Curing Concrete With Vermiculite

level on a partially finished concrete floor
What You'll Need
Large container
Plastic sheeting

Vermiculite mixed with concrete creates a lightweight concrete that will cure in a longer amount of time. A longer curing time equals stronger concrete. Here’s what you need to know about using vermiculite.

1. What Is Vermiculite?

Vermiculite is a type of aggregate that is created when volcanic rock is heated to extreme temperatures. The heating process causes the rock to expand. When this is combined with concrete it expands the concrete and creates a lighter structure. This is especially useful in lawn ornaments, walkways, and even walls.

2. How to Measure the Ratio

mixing concrete in a bucket

When you are working with vermiculite you need to know how to measure out the ratio of vermiculite and concrete. A lot of the ratio will depend on the specific project you are working on. In general, a good ratio for most projects will be three parts vermiculite to one part concrete. Above ground pools may use a ratio of seven to one. You want to check to ensure you are using the correct ratio for your project. Remember the concrete is really only used as a binding agent for the vermiculite.

3. Measuring Your Water

The first thing you want to do when using vermiculite is to measure out the water you need and add it to a large container to mix. You will then add the concrete and mix it well. The last step will be to add your vermiculite to the mix. Add in a little at a time and add more water if you need to. You want the consistency to be like mud.

4. Allow Time to Cure

Once your mixture is ready you will want to pour it into the mold. Make sure you are using plastic sheeting to cover the area once you’ve poured it. You also want to make sure you allow plenty of time to cure the concrete. Remember when using vermiculite that the curing time will take longer.

5. How to Tell It’s Set Completely

concrete sidewalk

When we say that it takes a long time to cure, we mean it! In most cases you are looking at several days if not longer.

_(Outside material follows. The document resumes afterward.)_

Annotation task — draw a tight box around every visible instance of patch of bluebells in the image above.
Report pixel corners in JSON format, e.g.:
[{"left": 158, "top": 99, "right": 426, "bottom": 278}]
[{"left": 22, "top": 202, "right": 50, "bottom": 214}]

During the cure time you may see a point where the concrete looks almost flaky. It may look like it’s easily crushable, and many people start to worry that something went wrong. This is actually normal. Artists like using this material because at this point it’s easy to sculpt. Just allow it to set for a few more days and it should harden up and not look like this.

6. Pre-Soaking

Some people find it easier to work with vermiculite if it’s been soaked overnight first. This will depend on what you are creating. Soaking it will help to prevent cracks from forming and will keep the vermiculite damp while you work with it. This will work best on objects that you want a faster cure time, but still want the benefits of using vermiculite. It makes it easier to mix as well.

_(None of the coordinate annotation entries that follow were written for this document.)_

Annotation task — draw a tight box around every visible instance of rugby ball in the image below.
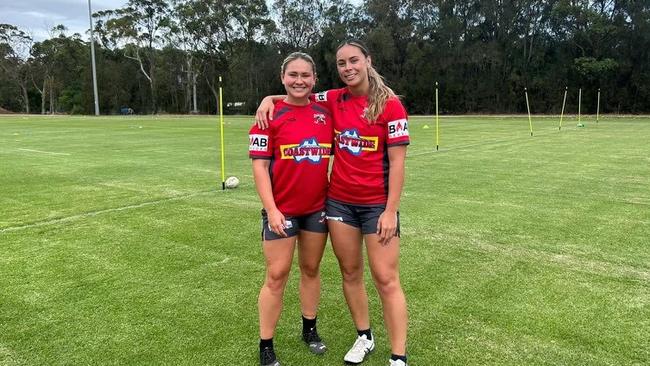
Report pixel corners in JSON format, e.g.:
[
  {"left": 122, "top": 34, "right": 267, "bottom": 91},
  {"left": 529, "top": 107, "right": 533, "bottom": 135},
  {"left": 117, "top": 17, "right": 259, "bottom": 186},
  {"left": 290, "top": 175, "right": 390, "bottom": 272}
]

Others will tell you that presoaking it will give you more problems. So when you are first using this, play around and see what works best for you.

7. Health Concerns

Vermiculite was made with asbestos until the early 1990’s. This has caused a lot of controversy over whether or not the product is safe to use. Companies who mine the product are now required to have the mines and the materials tested regularly for asbestos contamination. Check with product companies to ensure your product is safe.